New Yorker Marc Salem labels himself a “mentalist”, “developmental psychologist” and “student of the human mind for over thirty years”. After introducing himself and proudly highlighting the fact this is his 7th season at the Shaw, he is careful to assure the audience that respect for participants will be paramount and that nothing we will see will bear any relation to the supernatural or occult. Interesting choice of what is presumably a stage name, then, however that is possibly another interesting discussion for another day…!

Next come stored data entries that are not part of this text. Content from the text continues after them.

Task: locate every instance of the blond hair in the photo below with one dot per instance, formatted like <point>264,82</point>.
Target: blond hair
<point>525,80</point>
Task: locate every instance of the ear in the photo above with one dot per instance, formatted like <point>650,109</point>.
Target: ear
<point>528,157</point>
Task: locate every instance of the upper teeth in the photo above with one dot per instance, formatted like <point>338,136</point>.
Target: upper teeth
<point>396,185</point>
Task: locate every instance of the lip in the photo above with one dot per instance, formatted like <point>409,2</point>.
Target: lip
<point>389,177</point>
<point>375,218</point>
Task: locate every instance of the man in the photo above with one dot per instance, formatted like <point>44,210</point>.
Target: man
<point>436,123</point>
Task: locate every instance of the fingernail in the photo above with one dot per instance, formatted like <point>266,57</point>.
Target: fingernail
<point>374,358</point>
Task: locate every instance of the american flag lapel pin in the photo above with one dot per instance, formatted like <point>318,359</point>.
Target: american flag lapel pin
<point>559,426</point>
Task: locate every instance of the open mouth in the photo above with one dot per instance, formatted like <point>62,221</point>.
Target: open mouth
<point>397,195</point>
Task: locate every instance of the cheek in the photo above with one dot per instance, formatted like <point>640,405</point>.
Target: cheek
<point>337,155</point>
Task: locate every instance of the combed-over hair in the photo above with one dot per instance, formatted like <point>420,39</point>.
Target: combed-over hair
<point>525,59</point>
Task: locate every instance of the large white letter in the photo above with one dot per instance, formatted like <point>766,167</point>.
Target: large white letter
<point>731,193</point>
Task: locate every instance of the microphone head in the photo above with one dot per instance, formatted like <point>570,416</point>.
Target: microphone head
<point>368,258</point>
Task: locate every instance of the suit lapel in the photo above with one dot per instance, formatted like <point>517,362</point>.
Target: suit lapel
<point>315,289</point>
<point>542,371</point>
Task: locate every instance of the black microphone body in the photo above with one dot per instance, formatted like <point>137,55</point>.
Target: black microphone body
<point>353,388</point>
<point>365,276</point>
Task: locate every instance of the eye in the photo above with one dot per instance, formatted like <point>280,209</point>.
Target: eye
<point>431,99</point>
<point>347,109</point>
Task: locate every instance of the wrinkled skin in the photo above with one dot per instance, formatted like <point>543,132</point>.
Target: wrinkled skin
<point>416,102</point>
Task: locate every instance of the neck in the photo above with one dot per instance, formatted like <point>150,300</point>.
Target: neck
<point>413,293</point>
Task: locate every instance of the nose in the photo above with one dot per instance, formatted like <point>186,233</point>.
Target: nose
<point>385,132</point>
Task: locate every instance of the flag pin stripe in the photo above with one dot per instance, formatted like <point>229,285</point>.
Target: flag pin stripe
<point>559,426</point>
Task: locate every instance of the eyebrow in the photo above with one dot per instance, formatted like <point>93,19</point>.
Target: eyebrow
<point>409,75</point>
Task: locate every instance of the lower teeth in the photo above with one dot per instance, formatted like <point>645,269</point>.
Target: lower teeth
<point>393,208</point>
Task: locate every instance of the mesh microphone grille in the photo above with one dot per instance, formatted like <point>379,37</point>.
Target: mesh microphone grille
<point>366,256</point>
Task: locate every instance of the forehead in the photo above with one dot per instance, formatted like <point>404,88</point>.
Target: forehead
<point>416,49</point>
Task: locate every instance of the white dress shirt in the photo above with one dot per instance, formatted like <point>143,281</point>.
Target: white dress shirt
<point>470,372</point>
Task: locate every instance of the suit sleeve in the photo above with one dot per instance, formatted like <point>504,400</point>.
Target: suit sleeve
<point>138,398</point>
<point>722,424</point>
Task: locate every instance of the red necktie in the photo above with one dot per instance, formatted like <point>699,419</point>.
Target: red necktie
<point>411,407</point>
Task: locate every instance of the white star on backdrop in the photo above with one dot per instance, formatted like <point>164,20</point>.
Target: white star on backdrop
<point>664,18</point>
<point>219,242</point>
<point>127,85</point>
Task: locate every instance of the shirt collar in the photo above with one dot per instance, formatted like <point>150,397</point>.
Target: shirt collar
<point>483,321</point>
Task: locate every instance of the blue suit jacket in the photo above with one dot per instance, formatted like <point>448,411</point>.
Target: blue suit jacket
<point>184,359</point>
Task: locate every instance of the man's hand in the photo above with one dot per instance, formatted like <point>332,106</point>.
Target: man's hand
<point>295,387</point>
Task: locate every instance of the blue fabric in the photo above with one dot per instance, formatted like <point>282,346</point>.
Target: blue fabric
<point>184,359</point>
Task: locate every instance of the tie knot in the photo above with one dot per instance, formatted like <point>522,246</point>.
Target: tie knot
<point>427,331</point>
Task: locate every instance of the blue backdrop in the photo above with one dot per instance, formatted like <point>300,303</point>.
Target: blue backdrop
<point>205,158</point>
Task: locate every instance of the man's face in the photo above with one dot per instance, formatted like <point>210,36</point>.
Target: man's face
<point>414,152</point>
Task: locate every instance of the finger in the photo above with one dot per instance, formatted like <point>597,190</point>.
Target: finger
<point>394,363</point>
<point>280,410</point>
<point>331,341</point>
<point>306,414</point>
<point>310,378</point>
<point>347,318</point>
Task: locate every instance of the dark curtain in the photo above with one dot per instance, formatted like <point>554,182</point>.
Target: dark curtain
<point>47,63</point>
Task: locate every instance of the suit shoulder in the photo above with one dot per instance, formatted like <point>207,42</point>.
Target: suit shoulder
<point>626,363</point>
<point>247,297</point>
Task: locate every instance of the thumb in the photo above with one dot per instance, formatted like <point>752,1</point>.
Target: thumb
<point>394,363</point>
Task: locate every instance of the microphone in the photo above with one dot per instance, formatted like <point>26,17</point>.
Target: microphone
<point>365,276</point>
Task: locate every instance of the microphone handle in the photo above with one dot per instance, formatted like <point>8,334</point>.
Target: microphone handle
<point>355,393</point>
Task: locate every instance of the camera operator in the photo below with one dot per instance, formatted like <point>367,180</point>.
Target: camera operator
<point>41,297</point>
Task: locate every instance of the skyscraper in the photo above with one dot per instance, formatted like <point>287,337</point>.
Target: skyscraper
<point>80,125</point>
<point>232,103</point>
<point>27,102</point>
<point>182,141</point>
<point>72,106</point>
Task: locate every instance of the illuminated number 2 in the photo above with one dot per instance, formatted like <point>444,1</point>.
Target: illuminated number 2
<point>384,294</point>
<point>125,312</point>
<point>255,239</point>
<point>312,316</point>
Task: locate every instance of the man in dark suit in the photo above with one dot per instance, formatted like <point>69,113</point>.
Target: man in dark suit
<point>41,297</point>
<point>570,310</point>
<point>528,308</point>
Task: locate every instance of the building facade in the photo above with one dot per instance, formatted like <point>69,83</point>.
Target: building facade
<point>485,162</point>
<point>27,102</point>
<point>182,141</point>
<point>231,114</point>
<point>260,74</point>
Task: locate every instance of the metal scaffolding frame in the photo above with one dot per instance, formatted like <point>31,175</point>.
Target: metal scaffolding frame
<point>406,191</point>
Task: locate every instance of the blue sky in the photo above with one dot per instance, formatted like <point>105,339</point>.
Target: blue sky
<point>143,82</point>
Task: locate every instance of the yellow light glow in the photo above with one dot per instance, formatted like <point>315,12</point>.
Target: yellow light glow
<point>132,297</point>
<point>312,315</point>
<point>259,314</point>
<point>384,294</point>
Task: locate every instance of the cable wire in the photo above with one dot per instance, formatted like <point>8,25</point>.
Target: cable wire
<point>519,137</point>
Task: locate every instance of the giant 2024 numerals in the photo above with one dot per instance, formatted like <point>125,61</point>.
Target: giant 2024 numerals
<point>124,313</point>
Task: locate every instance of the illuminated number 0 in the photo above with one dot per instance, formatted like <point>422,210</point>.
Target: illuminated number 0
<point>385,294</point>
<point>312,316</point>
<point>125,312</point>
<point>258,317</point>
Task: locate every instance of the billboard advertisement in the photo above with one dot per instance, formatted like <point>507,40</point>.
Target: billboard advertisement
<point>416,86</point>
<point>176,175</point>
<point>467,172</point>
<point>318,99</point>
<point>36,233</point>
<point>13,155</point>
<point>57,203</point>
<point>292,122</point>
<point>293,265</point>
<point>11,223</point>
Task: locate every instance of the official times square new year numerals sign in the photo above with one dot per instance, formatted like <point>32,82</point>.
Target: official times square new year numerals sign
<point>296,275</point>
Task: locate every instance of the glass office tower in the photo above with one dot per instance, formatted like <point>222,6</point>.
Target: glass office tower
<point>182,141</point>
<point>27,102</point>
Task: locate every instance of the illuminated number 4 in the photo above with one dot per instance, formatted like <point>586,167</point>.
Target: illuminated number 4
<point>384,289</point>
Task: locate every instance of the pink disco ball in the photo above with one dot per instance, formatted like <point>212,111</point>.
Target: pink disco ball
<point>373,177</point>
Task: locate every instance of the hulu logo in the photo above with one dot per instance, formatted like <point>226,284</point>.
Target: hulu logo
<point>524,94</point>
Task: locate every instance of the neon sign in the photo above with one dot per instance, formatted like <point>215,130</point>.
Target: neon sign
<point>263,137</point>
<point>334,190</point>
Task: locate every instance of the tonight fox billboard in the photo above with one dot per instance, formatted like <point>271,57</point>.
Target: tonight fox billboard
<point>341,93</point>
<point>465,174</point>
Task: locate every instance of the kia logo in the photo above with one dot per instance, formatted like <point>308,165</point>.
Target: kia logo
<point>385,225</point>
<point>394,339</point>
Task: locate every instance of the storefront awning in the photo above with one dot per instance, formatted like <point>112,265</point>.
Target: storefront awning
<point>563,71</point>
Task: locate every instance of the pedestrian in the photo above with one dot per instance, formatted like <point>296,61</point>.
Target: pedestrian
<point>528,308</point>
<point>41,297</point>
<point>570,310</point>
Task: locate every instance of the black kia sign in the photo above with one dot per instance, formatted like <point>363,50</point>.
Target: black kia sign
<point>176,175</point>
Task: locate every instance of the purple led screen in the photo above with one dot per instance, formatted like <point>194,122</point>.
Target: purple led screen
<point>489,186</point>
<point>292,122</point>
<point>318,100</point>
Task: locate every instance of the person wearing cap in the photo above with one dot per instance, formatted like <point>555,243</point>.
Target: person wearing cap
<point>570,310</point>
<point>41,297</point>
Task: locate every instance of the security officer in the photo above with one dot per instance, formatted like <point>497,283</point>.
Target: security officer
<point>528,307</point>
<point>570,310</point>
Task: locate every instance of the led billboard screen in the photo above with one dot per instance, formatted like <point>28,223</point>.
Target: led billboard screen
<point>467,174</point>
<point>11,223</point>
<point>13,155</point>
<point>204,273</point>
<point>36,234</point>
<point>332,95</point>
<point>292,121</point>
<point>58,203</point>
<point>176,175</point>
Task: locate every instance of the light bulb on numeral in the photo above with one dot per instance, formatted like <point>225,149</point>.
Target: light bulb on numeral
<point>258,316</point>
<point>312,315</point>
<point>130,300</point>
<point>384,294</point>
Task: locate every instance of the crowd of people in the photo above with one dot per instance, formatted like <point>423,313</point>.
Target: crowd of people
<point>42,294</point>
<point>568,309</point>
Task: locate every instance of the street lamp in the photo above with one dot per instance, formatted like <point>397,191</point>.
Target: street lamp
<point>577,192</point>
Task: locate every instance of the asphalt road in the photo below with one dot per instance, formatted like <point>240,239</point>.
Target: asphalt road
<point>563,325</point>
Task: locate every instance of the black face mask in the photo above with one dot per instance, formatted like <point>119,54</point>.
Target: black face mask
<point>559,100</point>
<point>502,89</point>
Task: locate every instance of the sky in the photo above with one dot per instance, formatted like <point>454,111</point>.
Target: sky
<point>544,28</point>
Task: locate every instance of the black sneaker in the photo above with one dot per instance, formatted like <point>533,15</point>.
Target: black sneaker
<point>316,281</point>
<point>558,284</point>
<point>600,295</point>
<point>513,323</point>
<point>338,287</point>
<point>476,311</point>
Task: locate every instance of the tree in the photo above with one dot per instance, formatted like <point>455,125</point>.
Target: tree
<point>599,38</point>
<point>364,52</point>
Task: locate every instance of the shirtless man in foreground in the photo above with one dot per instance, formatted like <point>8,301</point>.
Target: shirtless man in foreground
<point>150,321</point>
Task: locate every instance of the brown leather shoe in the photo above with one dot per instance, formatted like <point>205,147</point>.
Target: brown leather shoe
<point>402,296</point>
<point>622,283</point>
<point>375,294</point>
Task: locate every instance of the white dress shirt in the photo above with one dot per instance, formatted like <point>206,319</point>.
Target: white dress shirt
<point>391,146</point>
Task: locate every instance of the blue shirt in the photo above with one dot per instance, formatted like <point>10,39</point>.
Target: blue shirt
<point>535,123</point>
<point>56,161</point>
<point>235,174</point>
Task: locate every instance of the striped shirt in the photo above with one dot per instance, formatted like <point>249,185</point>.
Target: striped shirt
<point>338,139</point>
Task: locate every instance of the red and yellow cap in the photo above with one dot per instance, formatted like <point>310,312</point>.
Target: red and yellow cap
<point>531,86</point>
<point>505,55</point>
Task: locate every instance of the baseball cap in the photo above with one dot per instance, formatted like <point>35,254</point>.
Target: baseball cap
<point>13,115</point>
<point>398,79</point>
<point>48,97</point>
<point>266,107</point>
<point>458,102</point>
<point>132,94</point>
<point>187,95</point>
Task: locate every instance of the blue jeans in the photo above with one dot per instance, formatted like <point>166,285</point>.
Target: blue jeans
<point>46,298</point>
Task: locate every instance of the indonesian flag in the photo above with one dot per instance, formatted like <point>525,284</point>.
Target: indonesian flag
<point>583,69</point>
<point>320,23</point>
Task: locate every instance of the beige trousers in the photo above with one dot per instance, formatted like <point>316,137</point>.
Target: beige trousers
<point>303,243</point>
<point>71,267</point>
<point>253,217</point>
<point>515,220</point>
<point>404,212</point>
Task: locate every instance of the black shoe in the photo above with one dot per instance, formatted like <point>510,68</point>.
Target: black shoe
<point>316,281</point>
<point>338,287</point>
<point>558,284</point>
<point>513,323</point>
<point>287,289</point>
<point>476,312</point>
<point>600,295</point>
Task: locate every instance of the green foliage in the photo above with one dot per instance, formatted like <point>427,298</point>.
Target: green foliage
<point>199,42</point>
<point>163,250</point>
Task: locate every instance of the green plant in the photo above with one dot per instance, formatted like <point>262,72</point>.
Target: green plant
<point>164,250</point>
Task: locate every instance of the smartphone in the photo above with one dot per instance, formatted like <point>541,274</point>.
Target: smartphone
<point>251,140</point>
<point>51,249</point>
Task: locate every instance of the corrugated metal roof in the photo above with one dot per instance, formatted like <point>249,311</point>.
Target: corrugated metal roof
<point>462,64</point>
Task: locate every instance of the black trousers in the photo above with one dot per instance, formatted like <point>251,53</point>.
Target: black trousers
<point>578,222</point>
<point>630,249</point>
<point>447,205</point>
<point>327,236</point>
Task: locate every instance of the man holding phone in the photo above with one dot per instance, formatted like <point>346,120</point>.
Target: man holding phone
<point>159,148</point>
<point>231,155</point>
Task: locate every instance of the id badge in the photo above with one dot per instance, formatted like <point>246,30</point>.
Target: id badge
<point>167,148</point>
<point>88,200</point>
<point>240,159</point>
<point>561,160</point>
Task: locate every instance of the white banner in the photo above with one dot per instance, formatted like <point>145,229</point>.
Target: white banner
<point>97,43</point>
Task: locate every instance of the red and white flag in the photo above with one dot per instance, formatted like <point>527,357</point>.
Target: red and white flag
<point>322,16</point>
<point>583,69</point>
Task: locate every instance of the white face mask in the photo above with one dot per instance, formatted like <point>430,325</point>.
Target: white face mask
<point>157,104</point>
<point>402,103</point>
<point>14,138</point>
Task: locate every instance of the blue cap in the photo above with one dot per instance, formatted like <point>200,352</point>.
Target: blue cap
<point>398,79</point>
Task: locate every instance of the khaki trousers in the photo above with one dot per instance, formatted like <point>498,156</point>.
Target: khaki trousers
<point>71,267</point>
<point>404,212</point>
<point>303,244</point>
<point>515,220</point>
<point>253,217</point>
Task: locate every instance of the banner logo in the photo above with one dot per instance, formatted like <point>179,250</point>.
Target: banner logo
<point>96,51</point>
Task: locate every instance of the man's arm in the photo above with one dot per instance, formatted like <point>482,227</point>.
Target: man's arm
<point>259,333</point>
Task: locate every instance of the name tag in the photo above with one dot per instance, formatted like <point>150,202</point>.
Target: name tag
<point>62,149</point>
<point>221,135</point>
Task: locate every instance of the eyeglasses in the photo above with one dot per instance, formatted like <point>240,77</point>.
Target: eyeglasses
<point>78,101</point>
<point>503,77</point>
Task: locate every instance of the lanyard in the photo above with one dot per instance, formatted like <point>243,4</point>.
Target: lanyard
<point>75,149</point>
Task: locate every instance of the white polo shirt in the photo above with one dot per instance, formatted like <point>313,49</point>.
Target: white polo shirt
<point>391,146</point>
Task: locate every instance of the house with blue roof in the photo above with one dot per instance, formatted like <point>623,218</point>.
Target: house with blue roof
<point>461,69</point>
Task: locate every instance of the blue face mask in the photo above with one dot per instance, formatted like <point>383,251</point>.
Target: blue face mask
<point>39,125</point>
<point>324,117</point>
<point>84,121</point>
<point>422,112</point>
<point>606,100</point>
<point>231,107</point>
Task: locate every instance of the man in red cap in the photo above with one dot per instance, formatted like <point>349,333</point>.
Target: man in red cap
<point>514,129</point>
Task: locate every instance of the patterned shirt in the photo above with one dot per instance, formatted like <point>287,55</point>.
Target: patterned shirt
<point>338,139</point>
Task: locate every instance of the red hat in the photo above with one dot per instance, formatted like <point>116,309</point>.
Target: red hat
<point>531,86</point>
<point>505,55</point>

Salem demonstrates a number of different “mind games” as the evening progresses, using randomly chosen volunteers from the audience, his presentation slick, humorous, and relaxed. Particularly interesting is his apparent ability to guide and manipulate the way a person thinks, for example a lady who is given a choice of three envelopes, inevitably picking the one with no cash value. Non-verbal communication and body language are explored as Salem pinpoints just exactly who is telling lies on stage, the predictable progression of language demonstrated with a game of Chinese Whispers, and the human being’s innate feel for familiarity shown when the correct, missing piece of a jigsaw is picked from an overflowing bag of different shapes.

Mostly, we get the feeling that this is simply an incredibly astute, intuitive man who relies heavily on clever guess-work and years of practice in his chosen field. He is not always 100% accurate or convincing, and although glaring blunders are rare, he works to gloss over them very quickly.

However, it is towards the end of the show that Salem truly comes into his own. The real highlight is his ability, when completely blindfolded, to seemingly tap into the thoughts of random audience members, extracting accurate pieces of information about them and identifying their belongings (hand-picked by volunteers!) by listening to their disembodied voices alone and without touching. Spooky indeed, and this is one point where we are truly left wondering how he does it.

All in all, an enjoyable evening. Interesting, entertaining and undeniably ingenious, but only rarely completely jaw-dropping.